June Canvas

Light is in the ascendency: we’re at the midpoint of the year, when day stretches itself for hours, and night seldom feels dark. On the top of Whitbarrow Scar, at 8pm, the sun is still high. There’s plenty of light, and it’s warm.

We sit and watch the slow tracing of shadows as the sun descends, and ponder the words in front of us. Around us, almost every ash is struggling. They appear to be dying. Ash dieback is affecting ash trees across the country, and marching through woodlands here in Cumbria. Last summer’s heat and lack of rain – particularly up here where the limestone drains so quickly – hasn’t helped.
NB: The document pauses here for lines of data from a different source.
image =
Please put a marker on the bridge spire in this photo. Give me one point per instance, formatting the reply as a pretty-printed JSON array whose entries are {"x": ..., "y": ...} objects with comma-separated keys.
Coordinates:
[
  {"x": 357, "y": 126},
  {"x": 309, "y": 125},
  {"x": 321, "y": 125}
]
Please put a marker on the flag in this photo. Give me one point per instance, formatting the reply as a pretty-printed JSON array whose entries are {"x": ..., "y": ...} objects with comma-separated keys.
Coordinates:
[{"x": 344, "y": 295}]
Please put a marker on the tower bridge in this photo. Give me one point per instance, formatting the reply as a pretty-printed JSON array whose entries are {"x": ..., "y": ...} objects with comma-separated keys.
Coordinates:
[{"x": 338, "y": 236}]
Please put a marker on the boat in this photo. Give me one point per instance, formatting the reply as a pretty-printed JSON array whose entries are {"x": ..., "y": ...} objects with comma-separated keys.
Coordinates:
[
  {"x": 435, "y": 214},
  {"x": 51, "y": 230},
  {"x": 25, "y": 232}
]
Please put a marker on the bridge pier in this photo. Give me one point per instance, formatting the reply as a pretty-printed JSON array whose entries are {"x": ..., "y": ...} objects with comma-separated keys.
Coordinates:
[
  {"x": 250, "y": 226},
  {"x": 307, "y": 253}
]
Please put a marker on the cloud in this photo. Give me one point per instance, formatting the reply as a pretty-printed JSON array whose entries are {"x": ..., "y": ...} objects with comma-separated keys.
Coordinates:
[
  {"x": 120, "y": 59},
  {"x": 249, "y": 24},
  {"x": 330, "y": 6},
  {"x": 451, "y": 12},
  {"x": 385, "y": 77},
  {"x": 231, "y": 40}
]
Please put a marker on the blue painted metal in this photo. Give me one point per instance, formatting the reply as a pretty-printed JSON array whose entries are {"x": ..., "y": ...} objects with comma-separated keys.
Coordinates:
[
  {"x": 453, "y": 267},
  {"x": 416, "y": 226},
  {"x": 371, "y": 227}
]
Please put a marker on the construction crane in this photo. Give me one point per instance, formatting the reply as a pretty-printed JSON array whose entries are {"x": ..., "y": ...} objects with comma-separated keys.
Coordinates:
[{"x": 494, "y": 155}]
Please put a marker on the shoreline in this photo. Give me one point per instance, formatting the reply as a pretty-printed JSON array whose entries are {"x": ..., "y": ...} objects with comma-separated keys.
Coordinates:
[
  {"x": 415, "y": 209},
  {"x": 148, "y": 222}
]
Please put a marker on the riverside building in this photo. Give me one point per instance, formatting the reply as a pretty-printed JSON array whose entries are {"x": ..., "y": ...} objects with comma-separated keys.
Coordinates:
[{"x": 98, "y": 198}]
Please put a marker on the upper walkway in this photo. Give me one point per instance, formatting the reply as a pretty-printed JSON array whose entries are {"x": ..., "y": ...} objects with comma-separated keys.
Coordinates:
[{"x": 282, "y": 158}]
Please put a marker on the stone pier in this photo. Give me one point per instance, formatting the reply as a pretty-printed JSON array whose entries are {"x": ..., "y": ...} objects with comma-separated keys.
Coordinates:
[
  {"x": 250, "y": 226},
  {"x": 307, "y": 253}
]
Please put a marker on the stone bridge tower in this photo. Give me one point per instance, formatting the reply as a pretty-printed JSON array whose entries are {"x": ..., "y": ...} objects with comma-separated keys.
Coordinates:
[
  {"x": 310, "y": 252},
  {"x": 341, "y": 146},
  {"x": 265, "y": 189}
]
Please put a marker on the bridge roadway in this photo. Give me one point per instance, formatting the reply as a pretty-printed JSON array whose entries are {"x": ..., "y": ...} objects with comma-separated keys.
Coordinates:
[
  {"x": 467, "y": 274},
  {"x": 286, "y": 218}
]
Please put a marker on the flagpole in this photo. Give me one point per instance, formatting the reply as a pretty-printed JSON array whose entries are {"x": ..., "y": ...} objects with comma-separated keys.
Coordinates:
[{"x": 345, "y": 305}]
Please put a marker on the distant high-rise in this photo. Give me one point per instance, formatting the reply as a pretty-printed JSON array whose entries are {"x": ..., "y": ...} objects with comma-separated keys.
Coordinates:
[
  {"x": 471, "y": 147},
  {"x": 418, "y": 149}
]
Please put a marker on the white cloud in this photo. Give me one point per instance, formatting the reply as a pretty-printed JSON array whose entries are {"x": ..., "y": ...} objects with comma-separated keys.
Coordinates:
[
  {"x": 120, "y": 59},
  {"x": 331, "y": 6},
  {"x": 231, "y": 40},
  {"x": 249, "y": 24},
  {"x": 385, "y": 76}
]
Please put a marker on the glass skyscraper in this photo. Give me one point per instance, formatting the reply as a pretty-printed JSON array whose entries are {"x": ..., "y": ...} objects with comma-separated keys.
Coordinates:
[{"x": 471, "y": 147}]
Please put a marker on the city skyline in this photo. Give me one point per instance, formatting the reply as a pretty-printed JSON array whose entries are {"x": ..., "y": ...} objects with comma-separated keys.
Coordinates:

We talk about the positive and the negative around us. Right here, blackbirds sing, and there are stone chats adding their voices to the evening serenade, their calls like stones scraping stones. The limestone holds ferns and flowers in its grykes, and birch trees catch the breeze. We stray into talk of politics and populism; the rising voices calling for action to reduce human pressure on the planet; the felling of so many trees in the Amazon, movements across the world to plant more trees. Light and shade …

Over the course of the evening the ash tree to the left of the canvas adds temporary shadows to the white, like small statements about much bigger issues.

Like the other trees here, its leaf cover is scant. There is not a single full ash canopy – branches are empty, like fingers stripped of flesh. But the trees are trying to keep going: all the trees have burst into leaf at their bases, another attempt at life. There are countless new ash seedlings filled with the intention to grow, to seed, to multiply, but the chances are, they will not. The robin sings, the wind blows, the sun sinks slowly from its summer high point in the west, and while the ash die, the birch march on.

Harriet walking towards the canvas, seen from behind
Harriet walking towards the canvas, which is seen from behind. Crescent moon above.